À 46 ans, Eric Serre, garagiste en reconversion dans la Manche, père de deux enfants, avait promis à sa femme, qui «ne supporte plus la pilule», de prendre le relais le moment venu.

Après un entretien avec son médecin traitant, qui a «plutôt éludé le sujet», la gynécologue de sa compagne leur a expliqué qu’en France, une seule solution s’offrait à eux.

Lundi dernier, il s’est fait opérer pour une vasectomie, une méthode de stérilisation masculine qui consiste à couper et bloquer les canaux déférents transportant les spermatozoïdes à partir des testicules.

«J’ai encore un peu mal mais c’est tout à fait supportable», raconte-t-il, «fier» de cette décision.

2.Pas de désir d’enfants

Rudy Patel, 38 ans, assume, lui, ne pas vouloir d’enfants: «dans la société actuelle, je ne pense pas pouvoir leur proposer un avenir correct».

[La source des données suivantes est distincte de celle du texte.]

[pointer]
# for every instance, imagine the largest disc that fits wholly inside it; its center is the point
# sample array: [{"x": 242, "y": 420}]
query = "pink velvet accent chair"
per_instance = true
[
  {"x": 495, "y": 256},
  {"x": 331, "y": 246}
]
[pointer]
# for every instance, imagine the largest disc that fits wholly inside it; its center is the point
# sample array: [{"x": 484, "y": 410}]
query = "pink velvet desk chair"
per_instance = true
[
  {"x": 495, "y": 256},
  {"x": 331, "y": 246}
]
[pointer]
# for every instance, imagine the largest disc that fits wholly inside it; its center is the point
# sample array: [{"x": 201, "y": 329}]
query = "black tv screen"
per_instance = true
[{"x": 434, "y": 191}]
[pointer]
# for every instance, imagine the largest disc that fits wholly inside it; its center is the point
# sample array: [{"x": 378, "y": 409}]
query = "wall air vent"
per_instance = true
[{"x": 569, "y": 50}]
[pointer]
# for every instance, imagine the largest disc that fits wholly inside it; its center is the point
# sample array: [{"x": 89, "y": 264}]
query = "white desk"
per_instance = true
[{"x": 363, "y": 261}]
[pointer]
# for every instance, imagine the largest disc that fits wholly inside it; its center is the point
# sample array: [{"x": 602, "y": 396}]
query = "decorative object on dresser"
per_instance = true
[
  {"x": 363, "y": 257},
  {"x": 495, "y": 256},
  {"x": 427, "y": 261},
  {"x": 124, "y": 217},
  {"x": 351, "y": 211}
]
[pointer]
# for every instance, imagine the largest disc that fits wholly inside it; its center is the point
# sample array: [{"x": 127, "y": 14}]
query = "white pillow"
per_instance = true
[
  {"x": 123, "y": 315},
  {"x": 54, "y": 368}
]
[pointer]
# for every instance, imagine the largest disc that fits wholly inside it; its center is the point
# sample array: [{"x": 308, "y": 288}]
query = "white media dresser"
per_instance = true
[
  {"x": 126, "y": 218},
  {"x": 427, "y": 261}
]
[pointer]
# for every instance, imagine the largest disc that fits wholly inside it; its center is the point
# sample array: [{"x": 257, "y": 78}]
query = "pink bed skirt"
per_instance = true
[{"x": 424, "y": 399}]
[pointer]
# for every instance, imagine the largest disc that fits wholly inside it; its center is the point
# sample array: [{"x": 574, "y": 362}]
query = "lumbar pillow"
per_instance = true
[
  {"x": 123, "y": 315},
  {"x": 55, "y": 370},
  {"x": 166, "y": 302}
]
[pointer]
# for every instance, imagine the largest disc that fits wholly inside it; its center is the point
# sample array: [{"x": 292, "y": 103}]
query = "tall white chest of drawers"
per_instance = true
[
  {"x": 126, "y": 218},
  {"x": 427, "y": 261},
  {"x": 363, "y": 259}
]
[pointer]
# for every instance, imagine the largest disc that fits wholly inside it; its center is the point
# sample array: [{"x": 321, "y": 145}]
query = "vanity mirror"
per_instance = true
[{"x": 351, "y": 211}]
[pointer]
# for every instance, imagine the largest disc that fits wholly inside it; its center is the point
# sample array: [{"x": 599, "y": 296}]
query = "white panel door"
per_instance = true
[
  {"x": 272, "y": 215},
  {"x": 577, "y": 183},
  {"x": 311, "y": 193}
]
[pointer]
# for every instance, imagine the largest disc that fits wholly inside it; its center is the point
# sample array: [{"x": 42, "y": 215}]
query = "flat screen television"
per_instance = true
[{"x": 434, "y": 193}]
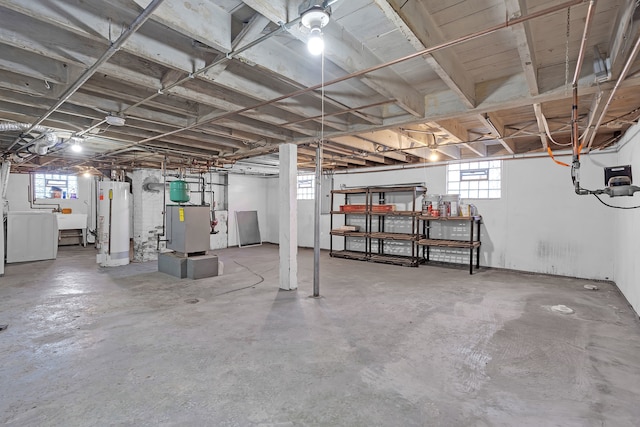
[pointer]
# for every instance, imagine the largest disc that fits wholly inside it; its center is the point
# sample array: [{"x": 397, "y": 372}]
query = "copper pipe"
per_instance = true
[
  {"x": 425, "y": 51},
  {"x": 113, "y": 48},
  {"x": 623, "y": 75},
  {"x": 574, "y": 108},
  {"x": 337, "y": 113},
  {"x": 583, "y": 43}
]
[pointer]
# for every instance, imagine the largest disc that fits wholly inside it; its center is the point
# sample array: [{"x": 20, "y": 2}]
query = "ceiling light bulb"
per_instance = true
[{"x": 315, "y": 43}]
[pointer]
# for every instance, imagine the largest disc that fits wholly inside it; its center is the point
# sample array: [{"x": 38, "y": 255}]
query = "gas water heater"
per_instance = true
[{"x": 113, "y": 223}]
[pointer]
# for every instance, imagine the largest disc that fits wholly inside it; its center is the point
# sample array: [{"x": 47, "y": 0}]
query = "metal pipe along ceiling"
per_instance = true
[
  {"x": 426, "y": 51},
  {"x": 113, "y": 48}
]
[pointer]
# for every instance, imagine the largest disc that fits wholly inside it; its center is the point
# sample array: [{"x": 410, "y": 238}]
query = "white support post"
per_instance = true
[
  {"x": 4, "y": 177},
  {"x": 288, "y": 233}
]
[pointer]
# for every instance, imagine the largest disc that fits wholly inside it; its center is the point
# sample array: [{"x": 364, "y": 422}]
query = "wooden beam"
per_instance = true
[
  {"x": 496, "y": 128},
  {"x": 522, "y": 34},
  {"x": 537, "y": 108},
  {"x": 458, "y": 133},
  {"x": 195, "y": 18},
  {"x": 420, "y": 28}
]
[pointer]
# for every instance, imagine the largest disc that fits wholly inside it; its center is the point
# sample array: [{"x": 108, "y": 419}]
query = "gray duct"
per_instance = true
[
  {"x": 42, "y": 143},
  {"x": 45, "y": 141},
  {"x": 14, "y": 126}
]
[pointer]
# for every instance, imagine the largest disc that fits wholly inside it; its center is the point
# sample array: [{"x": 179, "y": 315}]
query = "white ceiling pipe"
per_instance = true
[
  {"x": 113, "y": 48},
  {"x": 15, "y": 126},
  {"x": 623, "y": 75}
]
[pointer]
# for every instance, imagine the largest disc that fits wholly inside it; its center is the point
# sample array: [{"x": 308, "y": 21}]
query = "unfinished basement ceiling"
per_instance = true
[{"x": 190, "y": 92}]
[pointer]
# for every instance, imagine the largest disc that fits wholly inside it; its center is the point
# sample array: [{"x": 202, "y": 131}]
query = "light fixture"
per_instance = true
[
  {"x": 314, "y": 15},
  {"x": 315, "y": 43},
  {"x": 76, "y": 146},
  {"x": 114, "y": 120}
]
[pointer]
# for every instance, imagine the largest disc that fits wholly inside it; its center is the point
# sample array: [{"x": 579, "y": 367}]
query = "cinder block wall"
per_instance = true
[{"x": 147, "y": 216}]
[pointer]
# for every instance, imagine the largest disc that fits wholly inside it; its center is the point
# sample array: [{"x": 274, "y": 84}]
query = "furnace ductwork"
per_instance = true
[
  {"x": 41, "y": 144},
  {"x": 14, "y": 126}
]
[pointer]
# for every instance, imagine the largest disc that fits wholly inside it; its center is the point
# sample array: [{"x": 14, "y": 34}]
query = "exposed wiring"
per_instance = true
[
  {"x": 615, "y": 207},
  {"x": 245, "y": 287}
]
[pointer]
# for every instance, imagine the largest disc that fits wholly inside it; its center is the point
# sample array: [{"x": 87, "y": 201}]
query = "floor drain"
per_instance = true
[{"x": 562, "y": 309}]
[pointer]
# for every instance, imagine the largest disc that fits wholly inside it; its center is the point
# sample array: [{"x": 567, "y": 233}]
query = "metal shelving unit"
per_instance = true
[
  {"x": 473, "y": 243},
  {"x": 349, "y": 196},
  {"x": 377, "y": 235}
]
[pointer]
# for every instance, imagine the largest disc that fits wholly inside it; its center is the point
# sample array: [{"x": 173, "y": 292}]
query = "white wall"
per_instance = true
[
  {"x": 248, "y": 193},
  {"x": 539, "y": 225},
  {"x": 18, "y": 195},
  {"x": 627, "y": 225}
]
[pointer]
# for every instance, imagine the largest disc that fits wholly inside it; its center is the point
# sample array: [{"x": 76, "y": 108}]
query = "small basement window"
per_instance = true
[
  {"x": 475, "y": 180},
  {"x": 54, "y": 186},
  {"x": 306, "y": 187}
]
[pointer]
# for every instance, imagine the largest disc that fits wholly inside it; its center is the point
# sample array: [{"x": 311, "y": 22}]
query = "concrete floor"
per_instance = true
[{"x": 386, "y": 345}]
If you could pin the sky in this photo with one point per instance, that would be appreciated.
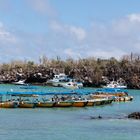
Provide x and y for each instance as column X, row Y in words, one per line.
column 31, row 29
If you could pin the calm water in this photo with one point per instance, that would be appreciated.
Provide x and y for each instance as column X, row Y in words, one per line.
column 70, row 123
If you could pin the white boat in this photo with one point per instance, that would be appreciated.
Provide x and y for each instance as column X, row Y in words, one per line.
column 20, row 82
column 115, row 84
column 62, row 80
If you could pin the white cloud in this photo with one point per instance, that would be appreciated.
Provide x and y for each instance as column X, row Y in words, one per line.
column 43, row 7
column 115, row 39
column 134, row 17
column 6, row 36
column 79, row 33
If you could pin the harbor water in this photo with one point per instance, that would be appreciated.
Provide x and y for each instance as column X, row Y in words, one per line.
column 69, row 123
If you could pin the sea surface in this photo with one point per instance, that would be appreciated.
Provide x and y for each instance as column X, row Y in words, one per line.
column 69, row 123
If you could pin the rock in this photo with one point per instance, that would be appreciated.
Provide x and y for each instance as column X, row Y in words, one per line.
column 134, row 115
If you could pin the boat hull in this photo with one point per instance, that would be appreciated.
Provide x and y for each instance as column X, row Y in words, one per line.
column 45, row 104
column 79, row 103
column 63, row 104
column 26, row 105
column 8, row 105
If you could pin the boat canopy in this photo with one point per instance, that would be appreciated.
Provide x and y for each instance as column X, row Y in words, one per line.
column 111, row 90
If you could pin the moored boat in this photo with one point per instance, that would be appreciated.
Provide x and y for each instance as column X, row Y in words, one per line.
column 8, row 104
column 79, row 103
column 45, row 104
column 64, row 104
column 26, row 105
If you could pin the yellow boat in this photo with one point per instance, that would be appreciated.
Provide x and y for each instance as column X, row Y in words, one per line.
column 90, row 103
column 79, row 103
column 63, row 104
column 26, row 105
column 45, row 104
column 8, row 104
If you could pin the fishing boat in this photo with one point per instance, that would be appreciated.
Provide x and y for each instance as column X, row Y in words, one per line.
column 115, row 84
column 8, row 104
column 24, row 100
column 25, row 104
column 20, row 82
column 45, row 104
column 64, row 104
column 79, row 103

Candidat à une vasectomie, ce contrôleur de gestion à Valenciennes (Nord), a essuyé un premier refus d’un urologue, qui ne le pensait peut-être pas assez sûr de son choix.

Finalement opéré en juillet par un autre médecin – trouvé grâce à un groupe sur les réseaux sociaux–, il ne regrette rien: «il faut attendre quelques mois avant d’être totalement stérile, avec ma compagne on sera vraiment libérés en octobre».

Selon les derniers chiffres de l’assurance maladie, le nombre de vasectomies remboursées en France est passé de 1.908 en 2010 à 23.306 en 2021.

Dans le même temps, le nombre de ligatures des trompes, une intervention chirurgicale de contraception définitive concernant les femmes, a chuté de 31.473 en 2010 à 21.490 en 2021.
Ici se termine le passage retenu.